Commanders and leaders
- Miloš Obrenović; Jovan Vukomanović †;: Asan-delibasha †;

Strength
- 12,000: 1,900 Turks and 2,000 Arnauts

Casualties and losses
- Unknown: Unknown One captured cannon

= Battle of Požarevac (1815) =

Battle of the Second Serbian Uprising

The Battle of Požarevac (Serbian Cyrillic: Битка код Пожаревца, Bitka kod Požarevca) took place during the Second Serbian Uprising between the Serbian Revolutionaries and Ottoman forces at Požarevac, Sanjak of Smederevo from 1 July to 7 July 1815. It ended with the Serbian victory.

==Battle==
After the liberation of Čačak, Serb revolutionary and commander Miloš Obrenović set out with a large army of 12,000 insurgents to liberate Požarevac. Miloš was informed that a large army was gathering around Požarevac and that the Ottoman Turks were being assisted by the delibaša of Vidin's vizier along with 1900 deli troops, who had made six trenches and had one cannon. On the way to Požarevac in Batočina, Miloš found a trench with 2000 Arnauts. There, the insurgents fought with the Arnauts, but the Arnauts surrendered after three days. Then, after this victory, the insurgents crossed the Morava and headed towards Požarevac.

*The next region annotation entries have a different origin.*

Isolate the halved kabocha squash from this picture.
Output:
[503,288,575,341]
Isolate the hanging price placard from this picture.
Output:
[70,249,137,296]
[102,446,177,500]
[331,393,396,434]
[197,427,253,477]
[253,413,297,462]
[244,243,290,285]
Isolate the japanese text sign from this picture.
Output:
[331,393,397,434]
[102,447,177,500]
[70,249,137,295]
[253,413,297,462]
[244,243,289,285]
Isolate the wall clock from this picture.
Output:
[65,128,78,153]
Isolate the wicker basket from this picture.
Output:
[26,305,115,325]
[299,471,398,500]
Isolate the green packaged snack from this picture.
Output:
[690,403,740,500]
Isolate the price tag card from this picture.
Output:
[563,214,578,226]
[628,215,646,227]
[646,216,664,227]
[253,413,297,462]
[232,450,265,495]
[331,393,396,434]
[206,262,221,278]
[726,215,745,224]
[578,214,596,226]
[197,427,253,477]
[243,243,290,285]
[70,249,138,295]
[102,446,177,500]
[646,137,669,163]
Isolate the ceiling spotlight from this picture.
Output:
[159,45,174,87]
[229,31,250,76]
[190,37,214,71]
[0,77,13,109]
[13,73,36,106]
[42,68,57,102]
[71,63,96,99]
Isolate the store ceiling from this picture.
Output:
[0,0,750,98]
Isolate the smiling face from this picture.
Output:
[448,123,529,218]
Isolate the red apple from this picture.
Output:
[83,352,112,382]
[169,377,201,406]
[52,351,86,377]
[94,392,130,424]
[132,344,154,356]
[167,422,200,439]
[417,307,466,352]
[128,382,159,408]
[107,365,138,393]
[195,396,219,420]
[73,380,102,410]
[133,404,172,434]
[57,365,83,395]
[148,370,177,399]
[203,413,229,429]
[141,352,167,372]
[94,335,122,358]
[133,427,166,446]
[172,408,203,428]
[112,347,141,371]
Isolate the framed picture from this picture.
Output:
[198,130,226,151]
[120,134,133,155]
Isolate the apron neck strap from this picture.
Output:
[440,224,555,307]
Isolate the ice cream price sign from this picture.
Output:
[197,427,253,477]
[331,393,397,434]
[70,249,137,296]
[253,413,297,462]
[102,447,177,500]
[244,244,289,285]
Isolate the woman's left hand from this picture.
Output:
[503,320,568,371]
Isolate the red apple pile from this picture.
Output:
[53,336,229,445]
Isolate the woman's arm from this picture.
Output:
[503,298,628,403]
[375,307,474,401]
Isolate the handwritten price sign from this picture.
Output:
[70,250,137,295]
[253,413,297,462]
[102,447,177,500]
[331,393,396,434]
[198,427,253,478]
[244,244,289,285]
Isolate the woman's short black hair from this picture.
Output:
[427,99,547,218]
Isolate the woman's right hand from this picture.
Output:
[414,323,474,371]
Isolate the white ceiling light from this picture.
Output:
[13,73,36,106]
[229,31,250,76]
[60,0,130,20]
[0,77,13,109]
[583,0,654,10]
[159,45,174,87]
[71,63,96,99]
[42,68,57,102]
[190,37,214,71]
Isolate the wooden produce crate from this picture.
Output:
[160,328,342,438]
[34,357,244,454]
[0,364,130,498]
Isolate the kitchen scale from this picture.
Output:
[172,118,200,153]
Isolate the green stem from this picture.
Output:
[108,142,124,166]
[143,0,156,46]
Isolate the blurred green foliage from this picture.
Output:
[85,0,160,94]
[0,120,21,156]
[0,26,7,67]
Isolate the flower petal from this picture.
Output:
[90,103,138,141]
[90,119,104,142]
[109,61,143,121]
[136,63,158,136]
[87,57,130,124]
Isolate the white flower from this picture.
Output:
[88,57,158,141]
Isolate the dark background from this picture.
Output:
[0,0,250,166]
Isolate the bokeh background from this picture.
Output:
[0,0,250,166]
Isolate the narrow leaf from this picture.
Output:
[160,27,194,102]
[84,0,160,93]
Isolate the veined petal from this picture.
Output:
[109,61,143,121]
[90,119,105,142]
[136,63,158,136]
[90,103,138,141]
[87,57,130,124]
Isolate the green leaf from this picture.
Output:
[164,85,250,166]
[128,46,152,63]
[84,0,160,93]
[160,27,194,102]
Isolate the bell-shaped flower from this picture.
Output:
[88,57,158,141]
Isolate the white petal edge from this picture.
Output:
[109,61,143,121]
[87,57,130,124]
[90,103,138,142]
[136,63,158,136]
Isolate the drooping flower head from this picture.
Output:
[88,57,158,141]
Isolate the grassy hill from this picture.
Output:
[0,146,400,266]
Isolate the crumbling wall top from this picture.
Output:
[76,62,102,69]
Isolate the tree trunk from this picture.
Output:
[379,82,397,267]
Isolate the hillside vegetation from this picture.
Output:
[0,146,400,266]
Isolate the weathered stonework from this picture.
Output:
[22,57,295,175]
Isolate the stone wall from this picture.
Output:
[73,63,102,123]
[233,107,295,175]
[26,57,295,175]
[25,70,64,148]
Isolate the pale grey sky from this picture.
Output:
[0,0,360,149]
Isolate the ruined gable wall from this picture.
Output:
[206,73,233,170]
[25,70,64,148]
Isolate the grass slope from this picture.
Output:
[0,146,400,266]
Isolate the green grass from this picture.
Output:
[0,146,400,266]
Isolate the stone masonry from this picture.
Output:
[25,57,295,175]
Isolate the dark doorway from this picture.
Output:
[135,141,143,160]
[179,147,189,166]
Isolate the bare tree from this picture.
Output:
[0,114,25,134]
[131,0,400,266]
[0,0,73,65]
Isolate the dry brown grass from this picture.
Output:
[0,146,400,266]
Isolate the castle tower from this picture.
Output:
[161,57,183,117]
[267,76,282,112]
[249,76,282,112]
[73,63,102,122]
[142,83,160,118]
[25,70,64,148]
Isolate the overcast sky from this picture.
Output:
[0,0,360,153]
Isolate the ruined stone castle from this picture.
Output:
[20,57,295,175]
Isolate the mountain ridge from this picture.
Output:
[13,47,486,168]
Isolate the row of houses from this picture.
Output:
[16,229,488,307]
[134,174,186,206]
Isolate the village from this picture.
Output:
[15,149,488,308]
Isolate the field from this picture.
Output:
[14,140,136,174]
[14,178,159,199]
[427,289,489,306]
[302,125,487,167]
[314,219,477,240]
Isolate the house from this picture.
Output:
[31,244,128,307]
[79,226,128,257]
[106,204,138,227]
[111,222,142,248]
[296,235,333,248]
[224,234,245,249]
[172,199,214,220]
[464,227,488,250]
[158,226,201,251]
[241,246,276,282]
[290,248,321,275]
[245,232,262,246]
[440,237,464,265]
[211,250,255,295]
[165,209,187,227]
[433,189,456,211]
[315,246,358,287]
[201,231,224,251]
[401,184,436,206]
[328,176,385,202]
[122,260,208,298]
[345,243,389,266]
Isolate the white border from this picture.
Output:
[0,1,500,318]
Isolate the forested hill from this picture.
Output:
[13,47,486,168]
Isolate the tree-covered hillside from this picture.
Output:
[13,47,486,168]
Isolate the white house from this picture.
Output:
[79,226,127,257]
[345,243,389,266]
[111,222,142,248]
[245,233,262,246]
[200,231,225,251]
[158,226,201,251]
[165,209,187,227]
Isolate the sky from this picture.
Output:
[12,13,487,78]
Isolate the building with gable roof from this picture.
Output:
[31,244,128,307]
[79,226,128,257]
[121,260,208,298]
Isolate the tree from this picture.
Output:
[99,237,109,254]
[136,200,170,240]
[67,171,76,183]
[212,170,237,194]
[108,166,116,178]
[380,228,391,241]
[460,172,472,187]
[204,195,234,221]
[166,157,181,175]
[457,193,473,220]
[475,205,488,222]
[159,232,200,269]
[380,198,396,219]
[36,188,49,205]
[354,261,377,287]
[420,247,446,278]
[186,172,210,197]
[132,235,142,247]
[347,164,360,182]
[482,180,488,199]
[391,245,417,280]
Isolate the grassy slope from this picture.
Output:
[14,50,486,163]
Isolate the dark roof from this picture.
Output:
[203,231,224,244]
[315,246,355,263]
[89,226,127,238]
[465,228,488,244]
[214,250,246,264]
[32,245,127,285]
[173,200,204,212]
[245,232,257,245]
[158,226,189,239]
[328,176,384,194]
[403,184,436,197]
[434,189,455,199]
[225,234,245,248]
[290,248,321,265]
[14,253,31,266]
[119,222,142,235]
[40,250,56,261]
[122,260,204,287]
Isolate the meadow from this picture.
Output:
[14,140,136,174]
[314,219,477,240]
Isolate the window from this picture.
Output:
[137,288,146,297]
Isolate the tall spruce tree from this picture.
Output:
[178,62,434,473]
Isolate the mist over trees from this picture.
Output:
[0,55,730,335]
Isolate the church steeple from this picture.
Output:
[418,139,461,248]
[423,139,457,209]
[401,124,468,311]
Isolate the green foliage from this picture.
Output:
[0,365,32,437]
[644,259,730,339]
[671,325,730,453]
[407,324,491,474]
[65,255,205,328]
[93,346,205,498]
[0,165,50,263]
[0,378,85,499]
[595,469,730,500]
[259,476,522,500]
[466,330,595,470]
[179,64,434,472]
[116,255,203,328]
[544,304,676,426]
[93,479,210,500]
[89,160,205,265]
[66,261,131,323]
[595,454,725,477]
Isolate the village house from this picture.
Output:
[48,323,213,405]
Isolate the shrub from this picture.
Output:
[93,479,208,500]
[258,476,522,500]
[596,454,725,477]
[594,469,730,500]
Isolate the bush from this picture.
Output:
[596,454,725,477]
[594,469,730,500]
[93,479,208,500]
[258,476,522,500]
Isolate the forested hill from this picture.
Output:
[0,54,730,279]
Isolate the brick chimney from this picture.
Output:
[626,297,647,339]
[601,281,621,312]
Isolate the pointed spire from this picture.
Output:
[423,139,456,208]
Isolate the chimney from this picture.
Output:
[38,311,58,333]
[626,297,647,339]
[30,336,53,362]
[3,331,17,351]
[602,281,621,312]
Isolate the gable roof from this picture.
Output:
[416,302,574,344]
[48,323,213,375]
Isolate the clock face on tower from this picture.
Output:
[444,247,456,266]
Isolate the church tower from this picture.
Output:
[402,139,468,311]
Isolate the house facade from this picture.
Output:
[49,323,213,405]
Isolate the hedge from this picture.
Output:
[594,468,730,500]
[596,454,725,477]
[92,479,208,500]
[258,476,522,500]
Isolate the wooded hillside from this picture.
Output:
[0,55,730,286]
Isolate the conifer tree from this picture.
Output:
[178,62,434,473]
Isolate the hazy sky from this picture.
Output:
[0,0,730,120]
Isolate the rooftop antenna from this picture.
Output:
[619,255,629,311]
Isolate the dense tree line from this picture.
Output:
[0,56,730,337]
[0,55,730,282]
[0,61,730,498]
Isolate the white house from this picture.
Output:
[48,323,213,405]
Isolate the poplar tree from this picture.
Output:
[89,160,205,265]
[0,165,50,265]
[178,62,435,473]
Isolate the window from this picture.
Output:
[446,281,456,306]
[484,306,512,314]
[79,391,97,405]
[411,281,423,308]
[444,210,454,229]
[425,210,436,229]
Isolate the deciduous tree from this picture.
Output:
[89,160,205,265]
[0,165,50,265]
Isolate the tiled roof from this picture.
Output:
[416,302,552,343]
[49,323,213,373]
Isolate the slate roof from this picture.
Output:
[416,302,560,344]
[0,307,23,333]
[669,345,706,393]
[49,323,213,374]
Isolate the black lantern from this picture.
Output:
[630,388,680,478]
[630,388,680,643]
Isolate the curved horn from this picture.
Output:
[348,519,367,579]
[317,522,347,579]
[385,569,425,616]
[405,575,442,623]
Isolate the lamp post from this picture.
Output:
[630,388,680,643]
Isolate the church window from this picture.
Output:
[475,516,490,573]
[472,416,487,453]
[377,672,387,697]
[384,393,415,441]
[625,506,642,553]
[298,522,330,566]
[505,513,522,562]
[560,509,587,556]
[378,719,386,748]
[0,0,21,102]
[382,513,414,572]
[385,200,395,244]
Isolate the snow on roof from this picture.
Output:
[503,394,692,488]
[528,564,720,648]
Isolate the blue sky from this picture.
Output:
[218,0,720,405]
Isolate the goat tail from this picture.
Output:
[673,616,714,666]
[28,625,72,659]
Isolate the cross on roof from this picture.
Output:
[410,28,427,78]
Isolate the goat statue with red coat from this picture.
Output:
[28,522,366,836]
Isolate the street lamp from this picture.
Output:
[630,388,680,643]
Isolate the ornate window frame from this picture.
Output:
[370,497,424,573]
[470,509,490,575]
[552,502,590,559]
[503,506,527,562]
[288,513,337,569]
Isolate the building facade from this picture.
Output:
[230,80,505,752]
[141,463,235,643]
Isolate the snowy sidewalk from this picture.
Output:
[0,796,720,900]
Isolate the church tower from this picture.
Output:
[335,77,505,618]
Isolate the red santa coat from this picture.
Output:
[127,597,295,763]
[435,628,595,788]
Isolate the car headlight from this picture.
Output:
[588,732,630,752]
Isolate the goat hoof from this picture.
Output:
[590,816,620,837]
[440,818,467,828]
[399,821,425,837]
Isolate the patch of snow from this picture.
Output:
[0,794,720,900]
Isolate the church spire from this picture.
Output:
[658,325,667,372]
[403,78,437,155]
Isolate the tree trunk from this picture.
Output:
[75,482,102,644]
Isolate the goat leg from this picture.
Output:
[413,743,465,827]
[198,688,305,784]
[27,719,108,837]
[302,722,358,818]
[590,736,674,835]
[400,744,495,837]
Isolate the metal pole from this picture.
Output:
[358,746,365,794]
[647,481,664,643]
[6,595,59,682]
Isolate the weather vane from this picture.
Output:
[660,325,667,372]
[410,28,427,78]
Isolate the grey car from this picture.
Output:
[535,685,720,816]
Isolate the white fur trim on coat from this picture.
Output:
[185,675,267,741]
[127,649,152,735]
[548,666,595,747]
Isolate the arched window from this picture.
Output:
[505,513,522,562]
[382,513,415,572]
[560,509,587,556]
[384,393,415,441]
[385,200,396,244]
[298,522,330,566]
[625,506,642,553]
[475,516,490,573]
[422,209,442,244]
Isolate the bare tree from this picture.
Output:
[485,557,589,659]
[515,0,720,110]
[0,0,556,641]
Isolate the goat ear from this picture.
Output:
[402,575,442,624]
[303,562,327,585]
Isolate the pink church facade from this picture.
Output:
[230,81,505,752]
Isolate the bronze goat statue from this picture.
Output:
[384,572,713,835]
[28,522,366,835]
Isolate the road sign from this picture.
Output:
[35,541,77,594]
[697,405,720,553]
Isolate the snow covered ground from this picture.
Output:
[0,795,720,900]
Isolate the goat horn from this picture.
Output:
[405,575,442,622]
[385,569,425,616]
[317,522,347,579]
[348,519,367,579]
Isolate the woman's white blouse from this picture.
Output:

On the way to Požarevac, Miloš and the insurgents ran into the deli troops. The Serbs immediately started fighting the delis, but at one point they hesitated, seeing how fiercely the delis fought. Miloš then launched an attack on the delis on his personal initiative. He rushed on horseback towards Asan-delibaša, addressing him with the words: "Delibasha, you may have a place on the other side, but I really have no place other than here, dead or alive." The insurgents then defeated the delis who retreated to the trenches. On the first day, the Serbs took the first trench with a charge, then in the next two days the next two trenches, while the Turks fled the large trench with the cannon and two small trenches next to the church and the mosque. Miloš then sent his scribe with a proposal that the Turks surrender and leave the pocket and the cannon, and that he would get a safe passage to Turkey. During the battle, Jovan Vukomanović, the brother-in-law of Prince Miloš and the brother of Princess Ljubica, was killed.

==Legacy==
- The battle was screened in the Serbian TV series Vuk Karadžić. The series shows the battle between Serbian Revolutionary infantrymen and cavalrymen and the Ottoman Turks, and the scene in which Miloš Obrenović on horseback attacks Asan-delibaša with his famous words.
- Anastas Jovanović made a lithograph, "Prince Miloš in Battle", in which Prince Miloš is shown with the insurgents fighting against the Ottoman Turks on horseback. The lithograph, together with the lithograph "Karađorđe in color", was published in the monograph of Anastas Jovanović in the residence of Princess Ljubica.
- Princess Ljubica planted two apple trees at the spot where her brother Jovan Vukomanović died on the battlefield.
- The epic Serbian folk song Boj na Požarevcu was written in honour of the Serbian victory.